Spoiler!
Kitaba başladığımda kötü biteceğini biliyordum; türk edebiyatında çok rastlıyoruz yarım kalmış aşklara, zaten yazar da bunu gösteriyor ilk sayfalarda.
Raif'in hislerini bir yandan çok garipsedim ama bir yandan çok tanıdık geldi.
Tavırlarına çoğu zaman delirdim, tesadüf eseri o tabloyu görmese ruhunun varlığından habersiz ölüp gidecekti, neden hiç çabalamadı, hayatı önemsemediğini biliyorum ama insan hiç mi hissetmez ruhunu, bir an olsun bağlanmaz mı hayata?

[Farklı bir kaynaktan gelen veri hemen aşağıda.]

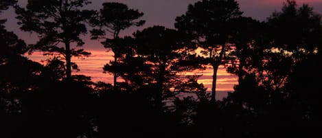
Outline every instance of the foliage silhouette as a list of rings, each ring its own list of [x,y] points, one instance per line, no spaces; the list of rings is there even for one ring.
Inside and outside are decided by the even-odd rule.
[[[72,43],[82,46],[80,34],[87,32],[85,22],[93,16],[93,11],[82,10],[90,3],[87,0],[40,0],[28,1],[26,9],[16,6],[16,18],[23,31],[36,32],[40,38],[32,49],[63,56],[66,60],[66,78],[71,78],[71,56],[87,56],[91,53],[71,47]],[[60,47],[60,43],[65,45]]]
[[[62,1],[52,0],[46,3]],[[87,1],[73,1],[70,3],[77,8],[87,3]],[[18,12],[20,12],[21,19],[32,23],[29,21],[34,21],[27,19],[35,18],[23,16],[31,15],[28,14],[32,12],[49,13],[43,12],[57,5],[45,5],[36,9],[46,3],[30,0],[28,6],[28,6],[25,10],[15,5],[16,2],[1,1],[0,14],[14,5]],[[220,10],[227,3],[231,3],[229,8]],[[125,5],[112,5],[122,9]],[[207,8],[200,8],[203,7]],[[214,11],[226,11],[233,16],[226,16],[227,20],[213,21],[222,15]],[[125,23],[128,26],[119,32],[142,23],[132,22],[141,16],[141,13],[135,12],[139,16],[130,19],[134,24]],[[198,16],[196,13],[203,14]],[[189,5],[188,12],[177,18],[179,30],[153,26],[135,32],[133,37],[117,35],[106,38],[102,43],[116,50],[117,62],[111,61],[104,69],[125,80],[117,83],[117,89],[115,89],[115,84],[95,83],[90,77],[82,75],[64,79],[69,75],[62,57],[54,56],[43,65],[29,60],[25,55],[40,45],[28,47],[14,33],[5,30],[5,19],[1,20],[0,137],[255,138],[321,135],[317,126],[322,123],[322,85],[316,80],[322,77],[321,14],[307,5],[297,7],[294,1],[287,1],[281,12],[274,12],[266,22],[240,14],[234,1],[204,0]],[[80,18],[88,19],[92,16]],[[40,24],[54,23],[43,19],[39,21],[46,23]],[[98,21],[100,18],[91,19]],[[218,24],[205,26],[205,23]],[[23,27],[32,25],[25,23],[27,22]],[[220,26],[224,24],[225,27]],[[85,30],[82,25],[76,30]],[[107,27],[92,25],[98,29]],[[185,25],[188,26],[183,26]],[[190,27],[194,26],[196,27]],[[26,28],[44,36],[54,30],[29,27]],[[106,29],[92,33],[110,30]],[[85,32],[73,33],[78,37]],[[98,38],[100,35],[96,34]],[[62,36],[53,35],[51,36],[56,38]],[[54,44],[53,40],[47,42]],[[70,43],[78,41],[80,40],[71,39]],[[225,46],[225,54],[219,58],[212,53],[216,58],[211,59],[198,56],[197,46],[203,47],[204,54],[208,54],[212,51],[207,50],[214,48],[220,52],[223,49],[220,47]],[[60,49],[62,53],[65,51]],[[181,75],[211,63],[225,65],[228,71],[238,76],[234,92],[222,101],[209,100],[214,95],[210,95],[207,88],[198,82],[200,76]]]
[[[234,0],[203,0],[189,5],[186,13],[176,19],[176,27],[192,35],[193,40],[203,48],[207,62],[213,68],[211,100],[216,100],[217,71],[226,52],[229,49],[231,35],[231,20],[242,14]]]
[[[98,29],[91,31],[93,39],[104,38],[102,42],[104,47],[111,49],[114,53],[114,61],[111,64],[117,63],[117,58],[120,57],[122,51],[121,45],[118,45],[119,32],[131,26],[141,26],[145,21],[139,20],[143,12],[137,10],[130,9],[123,3],[110,2],[104,3],[103,8],[95,19],[91,21],[93,25],[97,26]],[[112,38],[109,38],[107,35],[111,33]],[[114,87],[117,86],[117,74],[114,72]]]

Madonna'dan haber alamadığında terk edildiğini düşünüp ona öfkelenmesi şaşırttı beni. Raif ruhunun varlığını ona hissettiren tek şeyi kaybettiğinde peşinden gitmek yerine terkedildiğini düşünüp darılacak bir adam değildi bence, bilemiyorum. Madonna'nın öldüğünü öğrendiğinde neden tekrar hayata tutunmadığını sorguladım ama kendisi de hayata hiçbir zaman isteyerek tutunmadığını söylüyor zaten. Yine de hiçbir zaman anlamayacağım onu.
Kitap bittiğinde çok kötü bir kitap olduğunu düşündüm ama oldukça etkilendim. Bu incelemeyi kitabı bitireli bir hafta geçmişken yazıyorum, etkisinden çıkıp düşününce kitabın farkına vardım. Ne kadar etkileyici olsa da bir şaheser değil bence.